Fayette District Judge Joe Bouvier ordered the Kentucky Department of Public Advocacy to take the cases after the office said it would stop handling civil commitment cases from Fayette County.
Public defenders withdrew from those cases earlier this month because of budget cuts passed by the General Assembly.
The arrangement may be a temporary one, though, as the public defenders and all six judges in Fayette District Court are scheduled to meet Monday about how to better handle the situation.
The arrangement is one of several new developments since July 1, when public defenders in most counties began withdrawing from certain types of cases in the aftermath of a $2.3 million budget cut passed by the General Assembly.
At Monday's hearing, public defenders will put on evidence to justify their decision to withdraw from juvenile status offender cases - which involve acts that aren't crimes for adults, such as smoking or truancy - because of budget cuts.
"We're going to be fighting the fight wherever we need to demonstrate to people that we're not making this stuff up," DPA trial division director Damon Preston said. "(DPA's budget of) $37.8 million just isn't enough to spread through the whole state and cover 148,000 cases."
Fayette County Attorney Larry Roberts said he'll be at the hearing to oppose the service reduction."I'll be there guns blazing," he said.

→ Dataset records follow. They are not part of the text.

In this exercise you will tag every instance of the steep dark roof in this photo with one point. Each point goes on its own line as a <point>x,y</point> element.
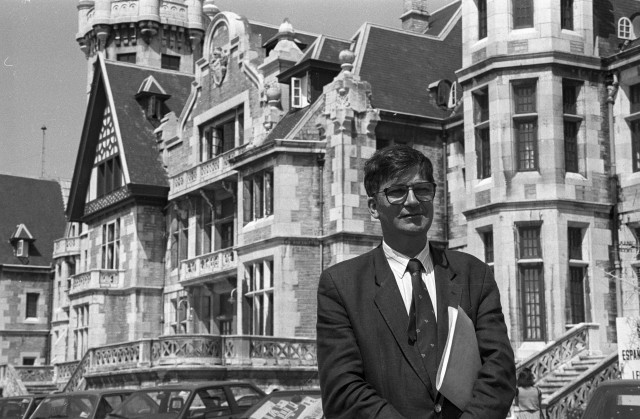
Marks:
<point>400,66</point>
<point>606,14</point>
<point>38,205</point>
<point>138,140</point>
<point>441,17</point>
<point>287,123</point>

Public defenders sued the state over the budget cuts on June 30. DPA is attempting to force either the state finance cabinet or the General Assembly to spend more on indigent defense. It contends that current funding levels are unconstitutional.
Last week's agreement over civil commitment cases came after Bouvier sharply criticized state public defenders in a June 3 order.
Civil commitment cases are cases where the government alleges that a person is dangerously mentally ill and asks a judge to force the person into treatment at a state mental institution.
"This Court finds it unconscionable that the Department (of) Public Advocacy would abandon its most vulnerable clients in order to make a point over a budgetary dispute," Bouvier wrote in a blunt, strongly worded four-page order.
Bouvier said the Department of Public Advocacy might have more money and manpower to handle cases if its lawyers weren't publishing newsletters and the agency's bimonthly magazine, The Advocate.
Public Advocacy head Ernie Lewis said Bouvier is not in a position to know what the agency's priorities should be.